Open source has dominated the tech landscape in 2021. Companies, big and small, are showing increased trust in the open-source community and contributing actively to it. It is not surprising because open source has been the backbone of rapid technological development and collaboration. In this article, we list some of the datasets open-sourced by big tech companies in 2021.
Multilingual Counterfactual Dataset From Amazon
Amazon released the Multilingual Counterfactual Dataset to help train machine learning models to recognise counterfactual statements. The project was started when there were no large scale datasets for counterfactual statements in product reviews made in multiple languages. This dataset annotates sentences from product reviews written in languages English, German and Japanese. A study revealed that only 1-2 per cent of sentences express counterfactuals in natural language texts; simply annotating a set of sentences selected randomly would yield a highly imbalanced dataset with a sparse training signal. The Multilingual Counterfactual Dataset helps ease such complications. This dataset is supplemented with annotation guidelines and definitions (worked on by professional linguists). Amazon has also provided the clue word list that is typical for counterfactual statements and used for initial data filtering.
GoEmotions By Google
GoEmotions is a dataset of fine-grained emotions — a human-annotated dataset of 58,000 Reddit comments that were extracted from popular subreddits and labelled with 27 emotion categories. As per Google, the GoEmotions taxonomy was designed keeping in mind psychology and data applicability.

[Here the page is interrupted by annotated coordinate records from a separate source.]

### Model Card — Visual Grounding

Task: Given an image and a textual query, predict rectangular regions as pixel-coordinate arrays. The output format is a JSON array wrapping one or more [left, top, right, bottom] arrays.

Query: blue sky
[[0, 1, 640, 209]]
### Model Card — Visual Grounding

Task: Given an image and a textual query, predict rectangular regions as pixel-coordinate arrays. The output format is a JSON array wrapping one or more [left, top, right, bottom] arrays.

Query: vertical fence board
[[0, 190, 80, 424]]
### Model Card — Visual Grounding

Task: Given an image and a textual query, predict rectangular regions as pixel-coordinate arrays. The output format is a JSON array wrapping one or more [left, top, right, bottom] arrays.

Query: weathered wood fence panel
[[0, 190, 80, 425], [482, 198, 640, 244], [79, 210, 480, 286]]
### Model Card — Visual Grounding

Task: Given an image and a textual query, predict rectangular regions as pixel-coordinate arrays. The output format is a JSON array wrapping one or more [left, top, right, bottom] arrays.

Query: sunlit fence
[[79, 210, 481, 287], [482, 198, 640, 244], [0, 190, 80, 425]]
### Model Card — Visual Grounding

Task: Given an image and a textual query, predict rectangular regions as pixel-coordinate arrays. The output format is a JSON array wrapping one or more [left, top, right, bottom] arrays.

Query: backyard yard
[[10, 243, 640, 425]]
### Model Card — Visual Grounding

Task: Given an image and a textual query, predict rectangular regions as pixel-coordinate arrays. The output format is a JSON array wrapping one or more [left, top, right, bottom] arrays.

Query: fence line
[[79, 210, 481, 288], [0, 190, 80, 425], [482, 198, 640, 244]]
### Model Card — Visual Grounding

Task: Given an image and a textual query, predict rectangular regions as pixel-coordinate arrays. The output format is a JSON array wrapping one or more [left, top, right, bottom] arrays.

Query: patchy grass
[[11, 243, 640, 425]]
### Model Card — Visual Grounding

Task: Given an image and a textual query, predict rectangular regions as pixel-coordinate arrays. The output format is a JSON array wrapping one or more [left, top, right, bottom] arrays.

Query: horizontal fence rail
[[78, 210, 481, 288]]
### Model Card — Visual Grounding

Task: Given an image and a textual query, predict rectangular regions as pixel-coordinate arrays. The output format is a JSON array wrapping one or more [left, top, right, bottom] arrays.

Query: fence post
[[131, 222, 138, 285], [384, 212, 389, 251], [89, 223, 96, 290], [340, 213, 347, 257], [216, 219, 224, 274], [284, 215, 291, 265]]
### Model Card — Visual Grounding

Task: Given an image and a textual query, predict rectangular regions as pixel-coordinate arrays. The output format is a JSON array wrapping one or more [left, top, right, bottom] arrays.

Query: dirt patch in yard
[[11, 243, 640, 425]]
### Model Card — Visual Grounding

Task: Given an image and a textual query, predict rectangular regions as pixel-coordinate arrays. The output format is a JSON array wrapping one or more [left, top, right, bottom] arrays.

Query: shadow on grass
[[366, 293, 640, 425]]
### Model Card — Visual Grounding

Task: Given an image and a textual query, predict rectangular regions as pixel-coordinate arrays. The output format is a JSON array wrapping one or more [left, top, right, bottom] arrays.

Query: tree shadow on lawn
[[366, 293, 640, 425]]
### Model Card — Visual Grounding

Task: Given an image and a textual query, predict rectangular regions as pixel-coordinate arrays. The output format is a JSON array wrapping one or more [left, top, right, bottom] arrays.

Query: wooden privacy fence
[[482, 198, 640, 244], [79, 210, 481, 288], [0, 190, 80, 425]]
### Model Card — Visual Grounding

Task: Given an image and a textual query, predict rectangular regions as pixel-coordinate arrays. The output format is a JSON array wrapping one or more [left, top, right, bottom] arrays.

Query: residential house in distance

As per the general understanding, six emotions are considered basic; however, with GoEmotion, Google has considered 12 positive emotions, 11 negatives, four ambiguous and one marked as neutral. Since a wide range of emotions is considered, it is fairly easy to understand tasks requiring subtle differences in emotional expressions.
Along with the dataset, Google also released a detailed tutorial that demonstrates neural model architecture training using GoEmotions and applying it for suggesting emojis based on conversational text.
ORBIT Dataset
Microsoft introduced the ORBIT dataset in partnership with City, the University of London. The dataset set a new standard for evaluating machine learning models in a few shot, high variation learning scenarios. This will help in training models for higher performance in real-world situations, specifically for people who are blind or have low vision. This dataset contains 3,822 videos of 486 objects recorded by people with low vision on their mobile phones. This benchmark reflects a practical, highly challenging recognition task. It offers a rich playground to research in robustness to few-shots and high variation conditions.
Wikipedia-Based Image Text
It is a large multimodal multilingual dataset from Google. WIT is composed of a set of 37.6 million image-text examples. It contains 11.5 million unique images collected from across 108 Wikipedia languages. The size helps WIT to be used as a pretraining dataset for multimodal ML models. Google claimed that this dataset was the largest in terms of image-text samples at the time of publication.
The researchers started by selecting Wikipedia pages with images before extracting image-text associations and the surrounding contexts. They also performed a rigorous filtering process to ensure data quality; this process included steps like text-based filtering, caption availability, image-based filtering to ensure correct size and licensing, and length and quality.
Ego4D by Facebook
Ego4D is a large egocentric video dataset and benchmark suite which has 3.025 hours of daily life activity. The video spans hundreds of scenarios captured by 855 camera weavers placed at 74 different locations in nine countries. Ego4D expands the volume of egocentric videos that are publicly available to the research community. A part of these videos is with audio, eye gaze, stereo, synchronised videos, and 3D meshes of the environment. Facebook (now Meta) also introduced new benchmark challenges that are centred around the first-person visual experience by querying episodic memory, analysing hand-object manipulation, social interaction, audio-visual conversation, and forecasting events.
Datasets by Hugging Face
Hugging Face released Datasets, a community library for NLP. It contains 650 unique datasets and has over 250 contributors. This library had been under development for about a year and has supported many novels cross dataset research projects and tasks. Hugging Face’s Datasets are designed to address the challenges of dataset management and support community culture and norms. To develop the Datasets library, Hugging Face conducted a public hackathon which resulted in 485 commits. This library now includes continuous data types and multi-dimensional arrays for images and video data, along with audio type.